L’imprimerie accomplit ce qu’aucun copiste n’aurait pu faire : elle multiplie les exemplaires et le Talmud devient plus difficile à faire disparaître.

Mais en 1553, Rome ordonne de nouveau la destruction de livres talmudiques. Des exemplaires sont brûlés publiquement et la répression s’étend à d’autres villes italiennes.

Le combat ne porte donc pas seulement sur du papier. Derrière ces volumes se trouve une certaine lecture de la Torah : celle qui passe par les Sages, leurs discussions, leurs règles d'interprétation et leur jurisprudence. Atteindre le Talmud, c’est atteindre la chaîne qui relie le texte biblique à la vie juive.

La Bibliothèque nationale d’Israël retrace notamment l’extraordinaire aventure de l’édition Bomberg du Talmud.

Au XXe siècle, on ne brûle plus seulement les livres

Avec le nazisme, l’histoire atteint un degré d’horreur sans précédent. Les autodafés de 1933 brûlent des milliers d’ouvrages condamnés comme « non allemands ». Puis viennent les pillages de bibliothèques juives, les profanations et les destructions. Mais cette fois, il ne s’agit plus seulement de faire disparaître un enseignement. Il s’agit de faire disparaître le peuple qui le porte.

À Vilna, l’une des capitales intellectuelles du judaïsme européen, la célèbre bibliothèque Strashun est pillée. Des milliers d’ouvrages sont saisis. Une partie est envoyée en Allemagne pour alimenter les collections nazies destinées à étudier un judaïsme que les nazis prétendent anéantir. Des Juifs contraints de trier ces trésors parviennent pourtant à en cacher certains au péril de leur vie.

L’histoire prend alors une dimension presque vertigineuse : des hommes condamnés à mort sauvent les livres d’un peuple que leurs bourreaux veulent faire disparaître.

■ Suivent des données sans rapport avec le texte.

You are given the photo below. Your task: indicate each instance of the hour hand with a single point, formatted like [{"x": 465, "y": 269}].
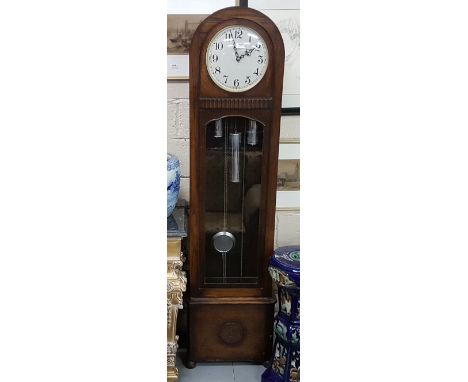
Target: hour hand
[{"x": 248, "y": 52}]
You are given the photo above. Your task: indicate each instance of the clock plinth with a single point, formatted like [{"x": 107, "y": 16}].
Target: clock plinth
[{"x": 234, "y": 139}]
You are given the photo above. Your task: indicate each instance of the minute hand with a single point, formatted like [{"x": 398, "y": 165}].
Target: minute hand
[{"x": 248, "y": 52}]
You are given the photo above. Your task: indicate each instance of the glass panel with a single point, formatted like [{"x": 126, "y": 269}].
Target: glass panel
[{"x": 234, "y": 148}]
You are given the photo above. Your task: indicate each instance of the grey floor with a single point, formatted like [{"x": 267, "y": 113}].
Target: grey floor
[{"x": 220, "y": 372}]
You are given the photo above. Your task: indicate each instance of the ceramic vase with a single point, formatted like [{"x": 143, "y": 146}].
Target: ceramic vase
[{"x": 173, "y": 182}]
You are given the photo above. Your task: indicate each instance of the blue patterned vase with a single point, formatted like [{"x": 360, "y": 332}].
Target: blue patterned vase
[{"x": 173, "y": 182}]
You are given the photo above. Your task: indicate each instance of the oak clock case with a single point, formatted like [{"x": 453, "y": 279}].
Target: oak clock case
[{"x": 234, "y": 139}]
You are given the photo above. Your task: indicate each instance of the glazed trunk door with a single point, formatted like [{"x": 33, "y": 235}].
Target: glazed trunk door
[{"x": 233, "y": 156}]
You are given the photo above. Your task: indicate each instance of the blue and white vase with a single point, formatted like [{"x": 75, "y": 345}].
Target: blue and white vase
[{"x": 173, "y": 182}]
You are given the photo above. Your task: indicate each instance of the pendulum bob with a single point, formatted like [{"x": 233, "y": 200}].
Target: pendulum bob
[
  {"x": 234, "y": 143},
  {"x": 223, "y": 242},
  {"x": 218, "y": 128},
  {"x": 252, "y": 133}
]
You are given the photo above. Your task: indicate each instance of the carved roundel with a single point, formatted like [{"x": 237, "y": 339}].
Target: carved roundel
[{"x": 231, "y": 333}]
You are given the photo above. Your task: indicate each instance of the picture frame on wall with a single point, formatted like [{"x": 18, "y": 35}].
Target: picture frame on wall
[
  {"x": 180, "y": 29},
  {"x": 288, "y": 184},
  {"x": 286, "y": 16},
  {"x": 183, "y": 18}
]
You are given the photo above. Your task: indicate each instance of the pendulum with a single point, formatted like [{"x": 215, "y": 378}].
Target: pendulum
[
  {"x": 234, "y": 140},
  {"x": 252, "y": 133},
  {"x": 218, "y": 128}
]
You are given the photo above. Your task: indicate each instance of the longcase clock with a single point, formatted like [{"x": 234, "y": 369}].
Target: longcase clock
[{"x": 236, "y": 78}]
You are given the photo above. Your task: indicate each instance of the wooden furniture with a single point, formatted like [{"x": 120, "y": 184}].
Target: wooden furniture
[
  {"x": 285, "y": 360},
  {"x": 176, "y": 283},
  {"x": 234, "y": 140}
]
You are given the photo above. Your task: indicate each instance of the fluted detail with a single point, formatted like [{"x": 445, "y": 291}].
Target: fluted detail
[{"x": 236, "y": 103}]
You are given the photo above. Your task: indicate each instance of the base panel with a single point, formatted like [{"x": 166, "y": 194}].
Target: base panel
[{"x": 231, "y": 331}]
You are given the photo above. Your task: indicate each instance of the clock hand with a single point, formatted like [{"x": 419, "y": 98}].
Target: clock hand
[
  {"x": 235, "y": 50},
  {"x": 248, "y": 52}
]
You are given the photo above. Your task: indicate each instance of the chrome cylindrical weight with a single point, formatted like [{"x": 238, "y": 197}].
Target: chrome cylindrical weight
[
  {"x": 252, "y": 133},
  {"x": 234, "y": 142},
  {"x": 218, "y": 128}
]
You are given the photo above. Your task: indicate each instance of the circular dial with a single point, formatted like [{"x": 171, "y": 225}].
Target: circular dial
[{"x": 237, "y": 58}]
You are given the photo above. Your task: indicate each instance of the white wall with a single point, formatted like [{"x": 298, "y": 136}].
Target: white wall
[{"x": 178, "y": 143}]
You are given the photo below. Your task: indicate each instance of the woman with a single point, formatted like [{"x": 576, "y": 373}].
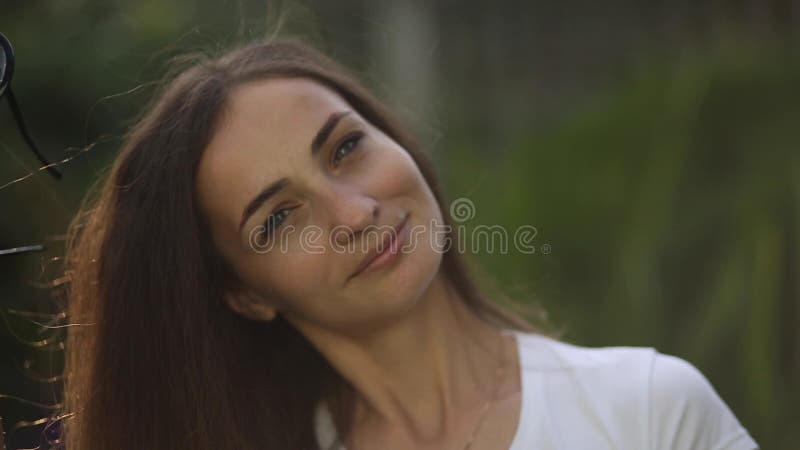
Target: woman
[{"x": 228, "y": 279}]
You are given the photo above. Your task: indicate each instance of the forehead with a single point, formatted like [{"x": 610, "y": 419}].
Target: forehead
[{"x": 266, "y": 128}]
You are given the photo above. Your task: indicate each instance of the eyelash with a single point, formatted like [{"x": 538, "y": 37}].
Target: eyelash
[{"x": 352, "y": 142}]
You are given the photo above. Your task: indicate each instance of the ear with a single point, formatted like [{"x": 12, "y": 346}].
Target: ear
[{"x": 247, "y": 303}]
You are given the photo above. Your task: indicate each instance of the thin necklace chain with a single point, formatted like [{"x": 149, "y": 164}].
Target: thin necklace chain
[{"x": 498, "y": 371}]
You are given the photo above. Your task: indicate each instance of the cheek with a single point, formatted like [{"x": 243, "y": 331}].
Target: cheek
[{"x": 293, "y": 278}]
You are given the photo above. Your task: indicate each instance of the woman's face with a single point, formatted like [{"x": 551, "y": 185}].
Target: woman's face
[{"x": 342, "y": 186}]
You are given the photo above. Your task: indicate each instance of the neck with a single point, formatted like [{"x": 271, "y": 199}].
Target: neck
[{"x": 416, "y": 375}]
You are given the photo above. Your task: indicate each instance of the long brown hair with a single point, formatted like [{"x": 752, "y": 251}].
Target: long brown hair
[{"x": 155, "y": 359}]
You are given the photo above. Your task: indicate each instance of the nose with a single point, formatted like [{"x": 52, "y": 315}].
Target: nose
[{"x": 351, "y": 210}]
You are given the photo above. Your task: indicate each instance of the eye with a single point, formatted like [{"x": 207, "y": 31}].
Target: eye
[{"x": 347, "y": 146}]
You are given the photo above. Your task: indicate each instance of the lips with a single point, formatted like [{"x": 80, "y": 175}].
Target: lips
[{"x": 387, "y": 241}]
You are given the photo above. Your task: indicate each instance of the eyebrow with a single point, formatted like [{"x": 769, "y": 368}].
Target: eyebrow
[{"x": 316, "y": 144}]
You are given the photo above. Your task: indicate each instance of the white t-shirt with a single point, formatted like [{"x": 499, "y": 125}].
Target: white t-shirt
[{"x": 626, "y": 398}]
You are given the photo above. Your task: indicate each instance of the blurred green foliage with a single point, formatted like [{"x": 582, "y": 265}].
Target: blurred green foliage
[{"x": 664, "y": 178}]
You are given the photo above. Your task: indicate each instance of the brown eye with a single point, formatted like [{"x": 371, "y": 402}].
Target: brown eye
[{"x": 347, "y": 146}]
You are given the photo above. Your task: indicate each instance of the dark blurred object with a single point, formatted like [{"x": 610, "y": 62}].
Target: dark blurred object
[{"x": 6, "y": 72}]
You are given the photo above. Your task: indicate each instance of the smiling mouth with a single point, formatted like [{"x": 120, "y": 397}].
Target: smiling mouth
[{"x": 387, "y": 244}]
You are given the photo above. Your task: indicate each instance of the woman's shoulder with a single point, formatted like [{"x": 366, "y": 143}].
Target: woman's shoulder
[{"x": 664, "y": 396}]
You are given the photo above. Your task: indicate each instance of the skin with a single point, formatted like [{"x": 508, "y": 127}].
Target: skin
[{"x": 422, "y": 363}]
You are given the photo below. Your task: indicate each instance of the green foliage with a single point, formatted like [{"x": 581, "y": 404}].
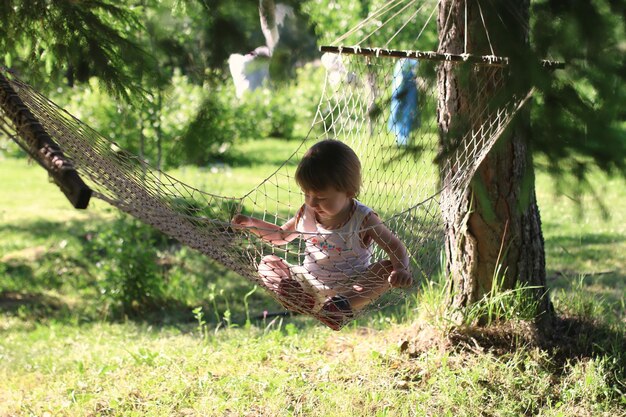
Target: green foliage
[
  {"x": 126, "y": 256},
  {"x": 580, "y": 120},
  {"x": 81, "y": 38}
]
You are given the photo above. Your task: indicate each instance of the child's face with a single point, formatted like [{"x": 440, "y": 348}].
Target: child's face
[{"x": 328, "y": 203}]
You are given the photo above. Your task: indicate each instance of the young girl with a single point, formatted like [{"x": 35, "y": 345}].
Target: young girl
[{"x": 337, "y": 278}]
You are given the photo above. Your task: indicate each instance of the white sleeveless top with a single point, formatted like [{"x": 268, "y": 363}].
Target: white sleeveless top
[{"x": 337, "y": 254}]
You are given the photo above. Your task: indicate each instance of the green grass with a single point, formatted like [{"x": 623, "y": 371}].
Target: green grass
[{"x": 62, "y": 354}]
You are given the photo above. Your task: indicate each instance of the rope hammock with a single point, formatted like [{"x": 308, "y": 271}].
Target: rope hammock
[{"x": 402, "y": 182}]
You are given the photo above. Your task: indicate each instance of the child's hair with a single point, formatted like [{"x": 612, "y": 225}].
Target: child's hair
[{"x": 330, "y": 163}]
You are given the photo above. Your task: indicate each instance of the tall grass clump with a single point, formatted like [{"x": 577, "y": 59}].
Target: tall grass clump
[{"x": 126, "y": 259}]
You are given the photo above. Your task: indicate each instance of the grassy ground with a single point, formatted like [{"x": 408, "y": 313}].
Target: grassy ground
[{"x": 61, "y": 354}]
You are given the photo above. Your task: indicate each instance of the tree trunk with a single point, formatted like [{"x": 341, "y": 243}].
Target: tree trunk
[{"x": 493, "y": 228}]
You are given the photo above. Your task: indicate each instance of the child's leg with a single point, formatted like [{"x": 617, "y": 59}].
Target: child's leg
[
  {"x": 276, "y": 276},
  {"x": 373, "y": 284},
  {"x": 341, "y": 308}
]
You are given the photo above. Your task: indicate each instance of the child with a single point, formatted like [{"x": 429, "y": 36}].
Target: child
[{"x": 337, "y": 278}]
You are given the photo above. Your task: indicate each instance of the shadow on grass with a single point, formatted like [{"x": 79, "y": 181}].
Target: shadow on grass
[{"x": 571, "y": 340}]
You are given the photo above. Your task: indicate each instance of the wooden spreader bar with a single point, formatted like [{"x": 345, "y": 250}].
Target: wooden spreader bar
[
  {"x": 430, "y": 55},
  {"x": 40, "y": 146}
]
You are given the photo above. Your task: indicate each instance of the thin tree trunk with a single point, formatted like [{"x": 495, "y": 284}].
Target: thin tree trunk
[{"x": 493, "y": 229}]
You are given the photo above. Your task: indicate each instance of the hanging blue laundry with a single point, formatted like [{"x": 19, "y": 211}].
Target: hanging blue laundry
[{"x": 404, "y": 111}]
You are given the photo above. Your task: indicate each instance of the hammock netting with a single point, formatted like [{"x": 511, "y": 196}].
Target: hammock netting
[{"x": 403, "y": 178}]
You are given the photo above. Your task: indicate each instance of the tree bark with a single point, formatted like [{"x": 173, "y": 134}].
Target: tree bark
[{"x": 493, "y": 228}]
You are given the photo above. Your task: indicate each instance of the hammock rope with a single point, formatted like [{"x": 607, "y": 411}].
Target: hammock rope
[{"x": 402, "y": 184}]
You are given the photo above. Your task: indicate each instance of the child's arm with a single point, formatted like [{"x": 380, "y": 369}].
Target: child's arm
[
  {"x": 274, "y": 234},
  {"x": 395, "y": 249}
]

Détruire le Talmud, c’était frapper la mémoire vivante du peuple juif

Il serait historiquement abusif d’attribuer exactement la même intention à tous les adversaires du Talmud au cours des siècles. Mais l’effet recherché ou produit se rejoint sur un point essentiel : affaiblir, contrôler ou supprimer la tradition rabbinique, c’est attaquer le mécanisme même de la transmission juive.

La Torah contient des commandements dont la mise en pratique suppose une tradition explicative. Cette tradition traverse la Michna, la Guémara, les Richonim et les décisionnaires.

Dans ce sens, le Talmud peut être comparé à l’un des éléments de l’ADN spirituel et intellectuel du peuple juif : non parce qu’il constituerait à lui seul tout le judaïsme, mais parce qu’il conserve les mécanismes selon lesquels la Torah est comprise, discutée et appliquée.

Détruire le Talmud aurait donc signifié bien davantage que supprimer un livre. Cela aurait signifié rompre une chaîne.

Le Talmud, passage incontournable vers la Halakha

Un Beit Hamidrash et les étudiants qui approfondissent le Talmud
Le Rambam écrit :

« אֲבָל כָּל הַדְּבָרִים שֶׁבְּגְמָרָא הַבַּבְלִי — חַיָּבִין כָּל יִשְׂרָאֵל לָלֶכֶת בָּהֶם »
« Tout ce qui se trouve dans la Guémara de Babylone oblige l’ensemble d’Israël à s’y conformer. » (Introduction au Michné Torah)

Cela ne signifie pas qu’une décision halakhique se tire directement d’une phrase isolée du Talmud. 

Après lui viennent les Guéonime, puis les Richonim (littéralement les premiers décisionnaires) comme le Rif, le Rambam, le Roch, le Tour, le Choul’hane ‘Aroukh qui codifie leurs décisions.

Mais tous doivent entrer dans la discussion talmudique. Le Talmud est le passage obligé entre la Torah écrite et une grande partie de l’édifice de la Halakha.

On pourra approfondir ce sujet dans la rubrique Halakha d’Univers Torah ainsi que dans Sciences et Talmud : première partie.

La page que l’histoire n’a pas réussi à faire taire

Aujourd’hui, une page du Talmud s’ouvre en quelques secondes sur un téléphone. Ce geste aurait été inconcevable pour celui qui copiait autrefois patiemment un manuscrit à la main. Si les supports ont changé, les questions, elles, demeurent. Une Michna est citée. Une Baraïta la contredit. La Guémara demande : comment les concilier ? Quinze siècles plus tard, un élève se penche encore sur les mêmes mots.

On a confisqué le Talmud, on l’a censuré, on l’a livré aux flammes, on a persécuté et assassiné ceux qui l’étudiaient, mais la chaîne n’a pas été rompue.

Quelque part, chaque jour, un élève ouvre encore une Guémara et demande :« Pourquoi ? ». Et tant que cette question est posée, la transmission continue.